Pied de nez au pipeline

Photo by systemF92, Flickr

Photo by systemF92, Flickr

Puisque tout le monde en parle, j’en parle aussi. Je me permets d’ajouter mon grain de sel à l’huile, lorsque la moutarde me monte au nez. Mais quel est donc l’objet de mon courroux ? Le projet d’oléoduc d’Enbridge, évidemment. Un projet qui, selon mes calculs, multiplie les divisions. Faut le faire tout de même, ai-je dit. Mêle-toi de tes affaires, m’a-t-on répondu.

C’est bien ce que je fais. La question est pourtant simple : êtes-vous pour ou contre la construction du pipeline Northern Gateway, destiné à transporter le pétrole albertain vers Kitimat en C.-B., afin d’alimenter le marché asiatique ? Répondez par oui ou par non. Pas de “je ne sais pas”, ni de “peut-être ben que oui, peut-être ben que non” et encore moins de “ça m’est égal”.

C’est un sujet important, un sujet délicat, un sujet que l’on doit prendre au sérieux, un sujet sur lequel on ne tergiverse pas. On est pour ou on est contre, un point c’est tout.
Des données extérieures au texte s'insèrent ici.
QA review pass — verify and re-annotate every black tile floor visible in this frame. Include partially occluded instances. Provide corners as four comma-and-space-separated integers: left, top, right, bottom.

Mais, puisque nous sommes dans le sérieux, le très sérieux, sachons reconnaître que pour se faire une idée sur le sujet, il est indispensable d’en comprendre les enjeux. D’où mon rôle : celui d’éclaireur ou d’éclaircisseur comme le disait mon oncle Antoine qui a failli obtenir un siège à l’Académie française de la Colombie-Titanique.

L’heure est grave. L’avenir de notre nation semble tenir, non pas à un fil, comme on aimerait nous le faire croire, mais à un pipeline. Grâce aux cieux, je suis là pour tenter en toute objectivité, et je vous défends de rire, de vous aider à y voir clair. La lumière doit apparaître au bout de l’oléo-grand-duc d’Alberta. Inutile donc de perdre du temps puisque le temps, ne l’oubliez pas, c’est de l’argent. Et l’argent c’est le mot clé de toute cette affaire, le sésame qui nous ramène à notre sujet. Suivez l’argent et vous comprendrez à qui profite véritablement le projet Northern Gateway. Reniflons ensemble cette affaire. Vous ne sentez rien ?

Rien d’étonnant. Rappelez-vous : l’argent n’a pas d’odeur. Navré de vous avoir induit en erreur et enduit de pétrole. Changeons donc de piste, non pas qu’elle soit fausse, mais elle peut être longue et semée d’embûches. Cap sur les protagonistes antagonistes.

D’un côté, l’industrie pétrolière, représentée par ses PDG en costume trois pièces montées. Pour les accompagner et leur prêter mains fortes : le gouvernement fédéral non-conservateur-d’énergie, déterminé à couper l’herbe sous les pieds de ces rats-dit-co-co. Leur faisant face : les environnementalistes, écolo à tout crin, prêts à tout, en prêt-à-porter tenant dans leur main le dernier épisode de la série télé du vénéré David Suzuki. Dans le même camp, et en première loge, les représentants des peuples des Premières nations qui n’aiment vraiment pas que l’on fasse joujou avec Mère Nature.

Enfin, dans le but de faciliter votre choix, pour ou contre la construction du pipeline, voici une série de questions, dont la neutralité, l’objectivité et l’impartialité ne peuvent être remises en question. Répondez simplement par oui ou par non.

  1. Êtes-vous en faveur du réchauffement de la planète qui, entre autres, faciliterait votre bronzage? Dans pareil cas, êtes-vous prêts à accueillir girafes, zèbres, chameaux et lions de la C.-B. dernier vainqueur de la Coupe Grey?
  2. Êtes-vous prêt à suivre des cures de nappe de pétrole à la future station thermale du terminal de Kitimat?
  3. Êtes-vous intéressé à colmater les nombreuses fuites de pétrole le long du pipeline envisagé, en tenant compte du palmarès d’Enbridge (plus de 100 accidents déclarés par an)?
  4. Êtes-vous en faveur de l’enrichissement des sociétés pétrolières, dont les profits se font sur le dos de Mère Nature qui, elle, ne demande pas mieux qu’on lui foute la paix?
  5. Maintenant pensez-vous avoir saisi l’essence des problèmes qui entourent le transport du pétrole ?

Faites votre compte. J’ai fait le mien et j’en arrive à souhaiter que le pipeline se casse la pipe. Et dire que je n’ai même pas abordé la question des sables bitumineux de l’Alberta. Je m’enlise.